Tuesday, 7 January 2014

DOA [film]

Drunk women will be the least of Frank's problems
 You may have heard of the remake of the 1950 film DOA, which was released in the late 1980s starring Harrison Ford. (Harrison Phwoard!) I don't know whether it's because of the remake, but I'd never felt especially inclined to watch the original. Well, that was a mistake! DOA has a simple premise: Frank Bigelow, a businessman, discovers he's been poisoned, and in the few days he has left alive, tries to find out who has murdered him, and why.



The film is really well done, and features many noir staples, such as nightclubs, hard men and a good handful of femmes fatales. One thing that struck me was the difference a few years make. DOA was made around half a decade after classics such as The Big Sleep, The Blue Dahlia and Double Indemnity, and it shows, just slightly. The jazz in the nightclub is more experimental, people seem harsher, and even the streets seem busier and more brightly lit. This is noir, but the Jazz Age is being left behind.
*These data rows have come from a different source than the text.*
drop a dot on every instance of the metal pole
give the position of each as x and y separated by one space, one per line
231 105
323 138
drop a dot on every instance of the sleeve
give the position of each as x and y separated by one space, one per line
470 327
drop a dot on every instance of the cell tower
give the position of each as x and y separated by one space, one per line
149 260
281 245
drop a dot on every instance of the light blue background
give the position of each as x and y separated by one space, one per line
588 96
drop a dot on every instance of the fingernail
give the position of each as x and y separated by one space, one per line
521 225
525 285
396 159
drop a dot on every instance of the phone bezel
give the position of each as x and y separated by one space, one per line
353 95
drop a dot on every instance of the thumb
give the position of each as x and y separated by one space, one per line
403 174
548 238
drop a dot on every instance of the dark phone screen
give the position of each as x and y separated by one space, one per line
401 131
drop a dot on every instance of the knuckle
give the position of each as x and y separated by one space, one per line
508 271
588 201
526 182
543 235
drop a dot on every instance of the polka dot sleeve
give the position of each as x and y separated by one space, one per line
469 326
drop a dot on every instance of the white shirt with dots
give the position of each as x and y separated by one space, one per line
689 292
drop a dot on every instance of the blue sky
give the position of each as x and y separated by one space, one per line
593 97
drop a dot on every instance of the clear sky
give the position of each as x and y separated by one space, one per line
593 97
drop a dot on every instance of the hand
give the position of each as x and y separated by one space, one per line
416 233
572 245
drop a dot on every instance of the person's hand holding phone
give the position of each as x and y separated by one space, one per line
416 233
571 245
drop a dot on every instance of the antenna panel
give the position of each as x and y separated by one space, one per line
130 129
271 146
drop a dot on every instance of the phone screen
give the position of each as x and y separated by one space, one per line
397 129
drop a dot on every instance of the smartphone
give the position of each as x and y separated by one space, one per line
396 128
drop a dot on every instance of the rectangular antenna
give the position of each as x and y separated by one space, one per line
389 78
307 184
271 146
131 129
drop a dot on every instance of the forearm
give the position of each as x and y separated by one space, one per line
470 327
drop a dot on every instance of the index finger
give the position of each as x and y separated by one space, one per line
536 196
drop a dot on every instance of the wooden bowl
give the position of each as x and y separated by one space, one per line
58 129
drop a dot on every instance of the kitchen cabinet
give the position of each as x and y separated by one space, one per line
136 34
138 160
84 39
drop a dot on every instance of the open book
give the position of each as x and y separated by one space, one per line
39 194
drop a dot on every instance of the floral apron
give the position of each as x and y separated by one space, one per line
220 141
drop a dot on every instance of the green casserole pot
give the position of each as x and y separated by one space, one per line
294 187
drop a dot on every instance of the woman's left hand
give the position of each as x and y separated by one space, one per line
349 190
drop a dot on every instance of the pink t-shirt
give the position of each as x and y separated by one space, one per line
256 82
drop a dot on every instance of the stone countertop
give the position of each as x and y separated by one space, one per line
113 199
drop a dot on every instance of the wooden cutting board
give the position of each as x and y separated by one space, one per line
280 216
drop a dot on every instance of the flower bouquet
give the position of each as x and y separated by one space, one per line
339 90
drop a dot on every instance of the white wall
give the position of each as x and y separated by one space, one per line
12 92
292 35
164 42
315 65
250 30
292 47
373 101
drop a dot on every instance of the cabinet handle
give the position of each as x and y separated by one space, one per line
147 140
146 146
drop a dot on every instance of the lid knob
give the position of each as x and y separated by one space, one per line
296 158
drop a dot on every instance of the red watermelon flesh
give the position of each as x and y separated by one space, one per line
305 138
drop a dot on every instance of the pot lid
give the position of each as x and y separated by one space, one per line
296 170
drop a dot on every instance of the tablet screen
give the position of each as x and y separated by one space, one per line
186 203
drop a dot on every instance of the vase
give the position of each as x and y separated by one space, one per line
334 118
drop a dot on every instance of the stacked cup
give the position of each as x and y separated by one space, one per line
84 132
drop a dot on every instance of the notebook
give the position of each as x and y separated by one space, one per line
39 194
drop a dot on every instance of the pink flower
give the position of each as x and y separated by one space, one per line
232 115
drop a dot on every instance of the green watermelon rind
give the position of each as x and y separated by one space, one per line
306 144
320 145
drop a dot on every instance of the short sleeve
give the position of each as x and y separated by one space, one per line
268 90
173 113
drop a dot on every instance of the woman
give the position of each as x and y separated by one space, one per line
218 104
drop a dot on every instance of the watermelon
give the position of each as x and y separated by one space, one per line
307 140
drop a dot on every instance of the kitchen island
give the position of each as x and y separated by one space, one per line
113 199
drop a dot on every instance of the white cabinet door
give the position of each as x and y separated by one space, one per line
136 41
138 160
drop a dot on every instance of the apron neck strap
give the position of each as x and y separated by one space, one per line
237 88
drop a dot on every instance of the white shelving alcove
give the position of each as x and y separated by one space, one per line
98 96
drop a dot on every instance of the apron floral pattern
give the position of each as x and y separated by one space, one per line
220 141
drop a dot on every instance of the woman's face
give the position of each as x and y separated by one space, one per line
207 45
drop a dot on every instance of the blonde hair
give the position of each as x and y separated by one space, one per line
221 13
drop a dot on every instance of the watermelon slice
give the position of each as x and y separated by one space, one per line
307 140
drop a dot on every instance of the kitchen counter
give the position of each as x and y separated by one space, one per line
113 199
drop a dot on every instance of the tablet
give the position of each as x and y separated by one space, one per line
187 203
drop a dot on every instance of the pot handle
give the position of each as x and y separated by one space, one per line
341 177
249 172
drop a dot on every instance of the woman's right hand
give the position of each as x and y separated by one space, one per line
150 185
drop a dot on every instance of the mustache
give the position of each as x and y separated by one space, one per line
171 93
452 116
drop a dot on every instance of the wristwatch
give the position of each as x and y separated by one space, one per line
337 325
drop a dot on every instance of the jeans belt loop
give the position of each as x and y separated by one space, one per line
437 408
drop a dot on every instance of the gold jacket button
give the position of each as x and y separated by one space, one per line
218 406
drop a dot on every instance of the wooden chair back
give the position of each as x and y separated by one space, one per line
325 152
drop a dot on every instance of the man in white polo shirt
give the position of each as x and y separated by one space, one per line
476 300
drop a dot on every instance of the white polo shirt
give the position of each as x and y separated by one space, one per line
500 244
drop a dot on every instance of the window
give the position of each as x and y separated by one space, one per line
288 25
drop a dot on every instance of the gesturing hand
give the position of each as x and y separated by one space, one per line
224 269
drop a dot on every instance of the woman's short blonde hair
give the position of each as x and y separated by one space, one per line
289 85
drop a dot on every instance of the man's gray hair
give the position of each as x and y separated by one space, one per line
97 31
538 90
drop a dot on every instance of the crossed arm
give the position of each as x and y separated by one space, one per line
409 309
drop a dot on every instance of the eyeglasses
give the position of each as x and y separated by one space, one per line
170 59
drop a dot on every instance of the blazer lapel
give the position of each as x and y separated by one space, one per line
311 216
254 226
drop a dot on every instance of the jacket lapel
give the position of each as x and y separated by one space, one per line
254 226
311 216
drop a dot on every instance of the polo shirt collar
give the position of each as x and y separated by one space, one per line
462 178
If you've read James Ellroy's superb LA Quartet, you'll understand what I mean - DOA falls into the time between classic film noir, where everything has a reason and the violence of the films of the 1960s, where very little has a reason, just as Ellroy's novels do.

More trouble for Frank...
I did find the start of the film a little annoying. Bigelow's secretary/girlfriend Paula Gibson is quite annoying, as she throws a tantrum when he announces he's going away without her, but at the same time I felt Bigelow was a monumental berk for stringing her along. She needs a dose of self-respect, because she certainly isn't getting any from him. Then, when Bigelow discovers he's been poisoned and goes rampaging around trying to find out who did it, he's desperate, which makes him rude, but at no point does he say to anyone, "I'm sorry, I've been poisoned and have maybe a few days to live. This is urgent." Maybe this is a midcentury thing, maybe people didn't announce illness back then, but I felt he'd have got a lot more help and annoyed fewer people if he'd just been more open about his condition. He doesn't even tell Paula! Might've made for a shorter film, though...

Despite that, I enjoyed DOA far more than I expected to, and it's certainly a great film to settle down with on a rainy winter afternoon.